I am old enough to remember that even the USSR was more democratic than Putin’s Russia. In the Soviet Union, there was the Politburo, a collective body of two dozen officials, which influenced the secretary general of the communist party.

In contrast, Putin, who behaves more like a czar than a secretary general, takes advice from people who can be counted on the fingers of one hand.

According to a well-researched article by Owen Matthews published with the Times, these are the Chairman of Russia’s Security Council, Nikolai Patrushev, the Head of the Federal Security Service, Aleksandr Bortnikov, and Defence Minister Sergei Shoigu.

As we remember, days before the invasion began, even the director of the country’s intelligence, Sergei Naryshkin, was not aware of Putin’s intentions.

Moreover, Putin, who apparently was scared to death about COVID-19, had spent many months in total isolation before launching the invasion.

Now that everybody sees that his decision was a mistake, and his mistake alone.

Nevertheless, Kherson is unlikely to be Putin’s Waterloo.

According to the exiled Russian media outlet Meduza, Russian propagandists have prepared a playbook to explain Russia’s retreat from this key former stronghold.

Russian propagandists such as Vladimir Solovyov say that the “special operation” is a David and Goliath battle.

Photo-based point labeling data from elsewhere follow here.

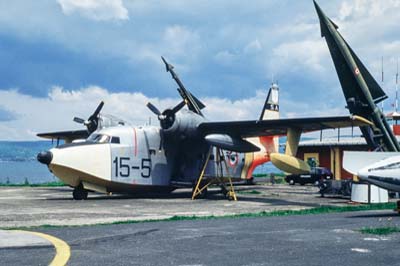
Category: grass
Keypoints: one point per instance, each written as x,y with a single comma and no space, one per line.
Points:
312,211
26,184
380,230
254,192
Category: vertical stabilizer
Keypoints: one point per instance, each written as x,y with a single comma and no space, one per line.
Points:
271,106
267,144
360,89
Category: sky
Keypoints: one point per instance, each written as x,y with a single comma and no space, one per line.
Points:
59,59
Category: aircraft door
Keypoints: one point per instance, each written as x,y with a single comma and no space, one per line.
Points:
130,163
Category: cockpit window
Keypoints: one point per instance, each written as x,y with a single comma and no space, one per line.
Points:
115,140
99,138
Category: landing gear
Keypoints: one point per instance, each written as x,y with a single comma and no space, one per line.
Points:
79,193
200,189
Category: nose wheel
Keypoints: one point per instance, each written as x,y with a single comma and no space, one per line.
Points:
79,193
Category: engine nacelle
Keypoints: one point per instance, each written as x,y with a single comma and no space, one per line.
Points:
109,121
184,125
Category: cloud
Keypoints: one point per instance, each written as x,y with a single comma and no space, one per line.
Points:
56,111
6,116
298,56
253,47
95,9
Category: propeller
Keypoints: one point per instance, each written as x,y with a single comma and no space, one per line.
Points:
93,121
167,117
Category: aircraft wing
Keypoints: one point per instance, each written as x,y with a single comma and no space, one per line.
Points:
254,128
68,136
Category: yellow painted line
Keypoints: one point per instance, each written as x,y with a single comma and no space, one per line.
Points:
63,251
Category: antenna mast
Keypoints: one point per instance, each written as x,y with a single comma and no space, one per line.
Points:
383,82
396,104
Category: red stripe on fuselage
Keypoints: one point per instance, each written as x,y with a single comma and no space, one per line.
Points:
135,141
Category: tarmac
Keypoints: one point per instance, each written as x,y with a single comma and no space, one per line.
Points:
37,206
24,207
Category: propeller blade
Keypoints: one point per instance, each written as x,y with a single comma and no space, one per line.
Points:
153,109
79,120
168,66
178,107
97,111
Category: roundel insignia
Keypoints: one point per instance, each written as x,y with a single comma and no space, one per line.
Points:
233,158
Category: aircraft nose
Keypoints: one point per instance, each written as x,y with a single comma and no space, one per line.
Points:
45,157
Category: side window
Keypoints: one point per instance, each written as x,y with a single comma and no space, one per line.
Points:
115,140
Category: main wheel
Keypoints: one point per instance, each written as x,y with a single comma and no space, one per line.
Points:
79,193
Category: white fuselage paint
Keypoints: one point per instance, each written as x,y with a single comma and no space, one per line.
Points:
379,168
137,160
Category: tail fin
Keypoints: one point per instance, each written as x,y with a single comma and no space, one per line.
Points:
271,106
267,144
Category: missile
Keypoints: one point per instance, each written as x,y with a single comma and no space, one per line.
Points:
360,89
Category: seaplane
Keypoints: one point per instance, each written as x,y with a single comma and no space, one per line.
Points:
185,150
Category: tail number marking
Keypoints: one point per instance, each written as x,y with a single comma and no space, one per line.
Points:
123,167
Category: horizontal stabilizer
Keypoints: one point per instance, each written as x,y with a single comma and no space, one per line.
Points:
67,136
198,102
255,128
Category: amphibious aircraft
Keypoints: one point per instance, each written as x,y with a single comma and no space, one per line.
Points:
378,168
362,94
185,150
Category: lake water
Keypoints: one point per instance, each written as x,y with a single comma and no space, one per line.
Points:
18,163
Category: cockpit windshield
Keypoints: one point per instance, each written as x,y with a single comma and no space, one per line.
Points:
99,138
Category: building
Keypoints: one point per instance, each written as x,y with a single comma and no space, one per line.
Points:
328,152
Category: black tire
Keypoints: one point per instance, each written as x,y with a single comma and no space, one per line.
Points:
203,193
79,193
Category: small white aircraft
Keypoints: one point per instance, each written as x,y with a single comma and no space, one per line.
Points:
379,168
185,150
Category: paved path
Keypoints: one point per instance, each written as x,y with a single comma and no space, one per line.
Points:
25,206
328,239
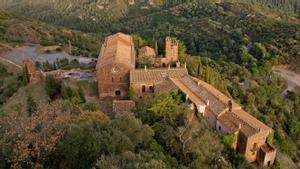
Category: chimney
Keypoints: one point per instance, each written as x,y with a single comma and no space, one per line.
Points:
230,105
207,102
240,126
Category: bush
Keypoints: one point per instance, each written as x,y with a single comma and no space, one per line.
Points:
53,87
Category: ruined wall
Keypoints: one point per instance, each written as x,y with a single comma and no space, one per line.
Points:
253,144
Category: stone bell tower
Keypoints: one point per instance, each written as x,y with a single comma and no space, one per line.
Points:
171,50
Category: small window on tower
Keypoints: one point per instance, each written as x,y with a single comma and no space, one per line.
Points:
151,88
118,93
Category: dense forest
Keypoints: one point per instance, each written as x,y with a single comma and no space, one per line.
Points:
18,30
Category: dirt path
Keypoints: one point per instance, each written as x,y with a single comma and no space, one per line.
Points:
8,61
292,79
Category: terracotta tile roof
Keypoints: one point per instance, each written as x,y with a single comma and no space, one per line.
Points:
204,94
267,148
192,96
232,122
252,121
199,92
221,97
156,75
117,48
165,86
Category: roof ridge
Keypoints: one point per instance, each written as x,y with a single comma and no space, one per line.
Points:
244,122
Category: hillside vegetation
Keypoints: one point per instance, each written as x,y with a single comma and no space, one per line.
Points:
95,15
18,30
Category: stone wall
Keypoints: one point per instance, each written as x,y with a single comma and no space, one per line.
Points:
123,106
171,50
115,85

It makes sense – Ukraine is David and Russia is Goliath. But not according to Solovyov. In his book, David is Russia, and we, NATO, the collective West, are Goliath.

Solovyov calls the retreat from Kherson “manoeuvres,” a “difficult decision…but brave”.

In Russian history, there have been episodes such as Napoleon taking Moscow in 1812, but then losing the Russian campaign. Before that, the battle of Poltava (1709), in which Peter the Great put an end to the Swedish empire as a great power, is exemplified as a retreat which turned into a victory.

Reports about the Russian army removing the bones of the famed 18th-century Russian commander Grigory Potemkin from Kherson before their retreat, also bring back glorious memories.

The Soviet army removed the mummy of Lenin from its mausoleum in Moscow in October 1941 and evacuated it to Tyumen, in Siberia, when it appeared that Moscow might be in danger of capture by German troops. It was later returned, as Russia emerged victorious.

In the collective Russian echo chamber, this may sound like augurs for another victory such as that on 9 May 1945.

When Russia loses on the battlefield, it is likely that we would hear more messages calling for peace talks, in which Ukraine would be portrayed as the warmonger.

Russia says it is willing to negotiate based on “accepting the realities,” which in their view is the annexation of four provinces, including Kherson, in addition to Crimea – provinces where Russia is losing its grip more and more each day.

All this rhetoric may look preposterous to us in the West, but it still works in Russia. Maybe this is the reason why Ukrainian leaders are not in a hurry to celebrate the Kherson victory.

The Ukrainians know the Russians inside out. That’s a big advantage because Putin and his small entourage don’t realise what Ukraine has become.